According to the resolution, the mayor and town council “strongly encourage and support” the public and businesses operating in accordance with guidelines from the state, CDC and Jefferson County Health Department. These guidelines include wearing masks, washing hands and maintaining six-foot social distancing in town. While the town cannot enforce these guidelines on the street, it can enforce them if they are mandated by local businesses.

Over the weekend, Auxer said he walked around town handing masks to passersby without masks. Seventy-five percent of pedestrians were not wearing masks, many of which were visitors to town.

“I tried to pass masks out this weekend,” Auxer said, mentioning most passersby agreed to wear a mask after being asked to do so. Unfortunately, one passersby took the mask, but then made it clear that businesses may, in fact, need assistance in enforcing their policies.

“They put the mask on and walked away, and then I said ‘thanks for putting on the mask,’ and they took it off,” Auxer said. “That was the only negative reaction I got.”

During Tuesday’s meeting, SPD Chief of Police Mike King explained how the town would support the resolution, through a letter to local business approved by the town council.

“You as a business owner can require patrons to wear face masks while on your business premises. You may also limit the number of patrons in your business at one time and may require appropriate social distancing,” King said. “We recommend that you post your restrictions as a prominent temporary signage on a door or window.”

If customers refuse to follow store guidelines, business owners have the right to refuse them service and ask them to leave the premises, according to King.

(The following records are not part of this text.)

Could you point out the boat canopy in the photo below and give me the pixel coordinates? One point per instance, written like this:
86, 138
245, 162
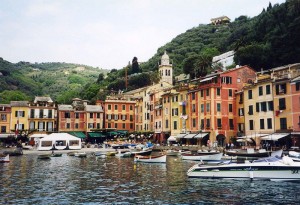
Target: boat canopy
275, 136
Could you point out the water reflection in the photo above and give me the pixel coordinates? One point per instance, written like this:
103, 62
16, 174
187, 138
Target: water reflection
91, 180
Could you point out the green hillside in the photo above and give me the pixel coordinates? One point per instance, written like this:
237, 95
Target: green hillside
60, 81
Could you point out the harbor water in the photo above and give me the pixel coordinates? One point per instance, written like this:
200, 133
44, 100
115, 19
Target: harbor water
111, 180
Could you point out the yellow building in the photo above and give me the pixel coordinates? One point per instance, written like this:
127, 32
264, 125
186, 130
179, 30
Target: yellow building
19, 117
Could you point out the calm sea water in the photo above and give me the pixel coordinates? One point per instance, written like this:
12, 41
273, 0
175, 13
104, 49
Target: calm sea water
71, 180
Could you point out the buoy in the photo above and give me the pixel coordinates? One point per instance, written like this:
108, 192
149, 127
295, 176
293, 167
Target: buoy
251, 175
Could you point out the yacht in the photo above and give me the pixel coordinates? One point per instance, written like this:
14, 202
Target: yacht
270, 168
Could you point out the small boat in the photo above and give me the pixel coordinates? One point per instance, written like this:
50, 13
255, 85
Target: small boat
151, 159
56, 154
123, 154
294, 155
4, 158
44, 156
80, 154
270, 168
143, 152
15, 152
172, 152
203, 156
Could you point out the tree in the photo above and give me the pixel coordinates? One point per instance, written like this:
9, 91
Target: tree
135, 68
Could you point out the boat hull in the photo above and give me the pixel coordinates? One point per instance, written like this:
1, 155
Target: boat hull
151, 159
4, 158
248, 171
202, 157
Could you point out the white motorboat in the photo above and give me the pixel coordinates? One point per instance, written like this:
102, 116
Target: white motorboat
202, 156
4, 158
123, 154
295, 156
151, 159
270, 168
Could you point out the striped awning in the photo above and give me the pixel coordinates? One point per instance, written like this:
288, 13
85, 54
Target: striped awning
181, 135
275, 136
201, 135
189, 136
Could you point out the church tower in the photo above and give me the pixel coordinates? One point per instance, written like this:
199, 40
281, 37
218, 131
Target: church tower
166, 69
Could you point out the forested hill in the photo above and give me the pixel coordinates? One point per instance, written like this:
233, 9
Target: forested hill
268, 40
60, 81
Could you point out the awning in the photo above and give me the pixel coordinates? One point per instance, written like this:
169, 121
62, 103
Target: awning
201, 135
78, 134
206, 79
253, 136
6, 135
96, 134
189, 136
180, 135
275, 136
172, 138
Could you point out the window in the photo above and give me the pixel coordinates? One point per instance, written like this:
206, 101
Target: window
283, 124
3, 117
193, 108
218, 91
194, 122
230, 107
262, 124
251, 123
230, 92
219, 123
218, 107
175, 125
207, 107
281, 89
260, 91
231, 126
250, 110
269, 123
249, 94
270, 105
32, 113
268, 89
3, 129
297, 86
67, 115
202, 124
193, 96
207, 123
241, 111
282, 104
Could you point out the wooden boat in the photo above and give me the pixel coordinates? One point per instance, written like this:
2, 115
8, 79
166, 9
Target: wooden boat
80, 154
44, 156
4, 158
151, 159
202, 156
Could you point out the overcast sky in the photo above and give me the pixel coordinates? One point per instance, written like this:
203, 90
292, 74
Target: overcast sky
105, 33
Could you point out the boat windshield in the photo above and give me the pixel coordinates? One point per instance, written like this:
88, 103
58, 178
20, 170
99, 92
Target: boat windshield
267, 159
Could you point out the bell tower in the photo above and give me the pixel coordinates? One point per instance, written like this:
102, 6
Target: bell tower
166, 69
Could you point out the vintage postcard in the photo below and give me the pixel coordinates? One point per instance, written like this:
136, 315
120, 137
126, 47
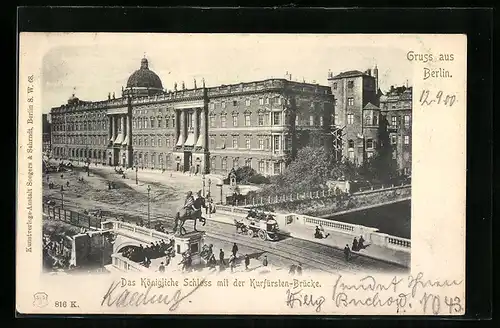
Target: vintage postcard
241, 174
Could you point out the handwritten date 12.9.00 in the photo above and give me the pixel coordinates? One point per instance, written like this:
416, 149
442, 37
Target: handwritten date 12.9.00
428, 98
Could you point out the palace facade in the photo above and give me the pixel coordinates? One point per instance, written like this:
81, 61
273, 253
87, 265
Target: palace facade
259, 124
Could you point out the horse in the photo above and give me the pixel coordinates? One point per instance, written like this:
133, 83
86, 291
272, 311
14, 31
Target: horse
194, 215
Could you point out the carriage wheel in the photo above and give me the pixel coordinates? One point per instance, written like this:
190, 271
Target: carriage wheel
262, 235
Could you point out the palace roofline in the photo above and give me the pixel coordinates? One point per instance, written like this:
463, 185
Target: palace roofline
200, 93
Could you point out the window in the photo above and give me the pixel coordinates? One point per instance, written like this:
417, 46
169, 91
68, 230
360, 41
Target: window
261, 119
276, 118
277, 168
261, 166
369, 143
276, 143
406, 120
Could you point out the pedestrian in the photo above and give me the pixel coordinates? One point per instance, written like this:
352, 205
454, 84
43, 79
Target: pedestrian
355, 244
235, 249
221, 257
298, 269
347, 252
247, 261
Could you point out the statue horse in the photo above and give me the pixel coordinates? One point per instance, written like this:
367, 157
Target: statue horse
195, 215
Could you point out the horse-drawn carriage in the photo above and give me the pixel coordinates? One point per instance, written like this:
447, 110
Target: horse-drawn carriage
262, 225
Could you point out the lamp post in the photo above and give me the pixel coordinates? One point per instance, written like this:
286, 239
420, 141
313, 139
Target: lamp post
136, 169
149, 216
62, 197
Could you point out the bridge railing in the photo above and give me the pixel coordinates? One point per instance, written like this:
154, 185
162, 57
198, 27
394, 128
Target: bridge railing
113, 225
124, 264
71, 217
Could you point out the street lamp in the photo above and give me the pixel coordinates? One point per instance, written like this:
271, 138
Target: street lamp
62, 197
149, 216
136, 169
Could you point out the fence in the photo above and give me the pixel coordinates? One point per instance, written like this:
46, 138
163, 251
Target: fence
312, 195
71, 217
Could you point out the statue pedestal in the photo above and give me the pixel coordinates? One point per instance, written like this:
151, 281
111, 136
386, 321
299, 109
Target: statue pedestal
192, 242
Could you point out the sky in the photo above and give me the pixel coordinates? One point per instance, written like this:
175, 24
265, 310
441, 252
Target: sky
92, 65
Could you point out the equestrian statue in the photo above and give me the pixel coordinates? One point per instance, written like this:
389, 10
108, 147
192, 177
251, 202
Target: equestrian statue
192, 210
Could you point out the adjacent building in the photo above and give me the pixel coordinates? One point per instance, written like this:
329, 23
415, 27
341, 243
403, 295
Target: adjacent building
259, 124
396, 108
357, 115
46, 129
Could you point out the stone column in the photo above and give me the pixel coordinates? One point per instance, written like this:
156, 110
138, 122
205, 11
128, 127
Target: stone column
203, 127
110, 127
177, 126
122, 121
195, 123
182, 126
113, 128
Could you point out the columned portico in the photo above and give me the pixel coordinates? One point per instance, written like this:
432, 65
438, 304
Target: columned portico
191, 150
120, 147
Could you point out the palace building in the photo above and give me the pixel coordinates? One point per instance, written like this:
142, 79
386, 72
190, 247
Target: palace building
259, 124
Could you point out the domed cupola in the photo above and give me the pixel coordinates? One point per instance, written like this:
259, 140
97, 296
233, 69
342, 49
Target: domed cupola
143, 82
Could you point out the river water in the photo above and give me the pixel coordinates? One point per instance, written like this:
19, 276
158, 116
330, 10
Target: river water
393, 219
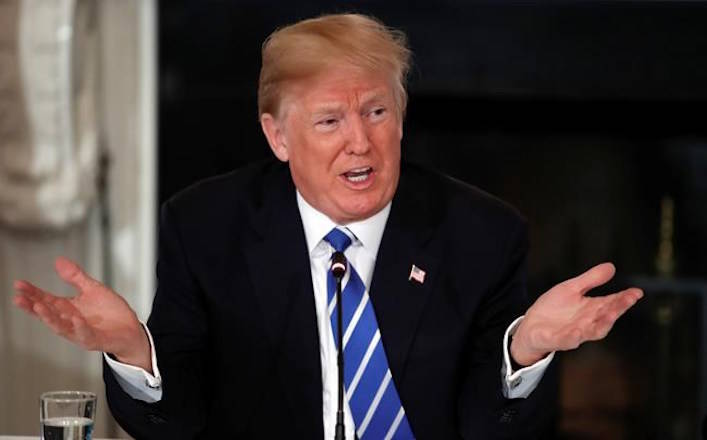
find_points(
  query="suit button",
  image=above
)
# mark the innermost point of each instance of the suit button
(516, 382)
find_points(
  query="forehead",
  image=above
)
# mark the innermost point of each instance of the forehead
(338, 86)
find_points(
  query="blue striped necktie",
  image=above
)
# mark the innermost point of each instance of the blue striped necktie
(373, 399)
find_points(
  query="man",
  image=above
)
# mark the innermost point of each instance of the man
(241, 340)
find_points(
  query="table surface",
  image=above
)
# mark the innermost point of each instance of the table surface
(25, 437)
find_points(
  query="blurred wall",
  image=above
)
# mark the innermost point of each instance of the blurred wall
(114, 240)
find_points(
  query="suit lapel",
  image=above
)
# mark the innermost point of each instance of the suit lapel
(278, 264)
(397, 300)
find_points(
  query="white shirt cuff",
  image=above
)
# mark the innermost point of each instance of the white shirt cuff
(136, 382)
(519, 384)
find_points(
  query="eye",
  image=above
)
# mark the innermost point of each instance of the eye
(327, 124)
(377, 113)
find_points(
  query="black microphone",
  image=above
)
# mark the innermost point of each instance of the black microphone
(338, 269)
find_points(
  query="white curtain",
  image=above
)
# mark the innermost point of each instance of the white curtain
(76, 84)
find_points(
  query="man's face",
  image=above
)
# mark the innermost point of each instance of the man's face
(340, 132)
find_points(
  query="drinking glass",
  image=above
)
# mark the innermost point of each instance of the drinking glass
(67, 415)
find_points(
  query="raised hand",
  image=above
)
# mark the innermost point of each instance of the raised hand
(563, 317)
(96, 318)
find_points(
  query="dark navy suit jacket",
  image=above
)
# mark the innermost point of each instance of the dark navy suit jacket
(235, 326)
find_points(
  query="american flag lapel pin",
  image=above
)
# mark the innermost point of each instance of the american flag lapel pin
(417, 274)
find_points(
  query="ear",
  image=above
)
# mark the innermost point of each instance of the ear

“If the patron refuses to wear a mask and refuses to leave your business premises, please call the police at 911 or the non-emergency number at 304-725-8484. Once an officer arrives, by law you must ask that person to leave again in the presence of the officer,” King said. “If he or she refuses, the officer will order that person to leave or face charges of trespassing under the West Virginia Code or municipal ordinance. If that person still refuses to leave, he or she will be cited or arrested, depending on the person’s actions.”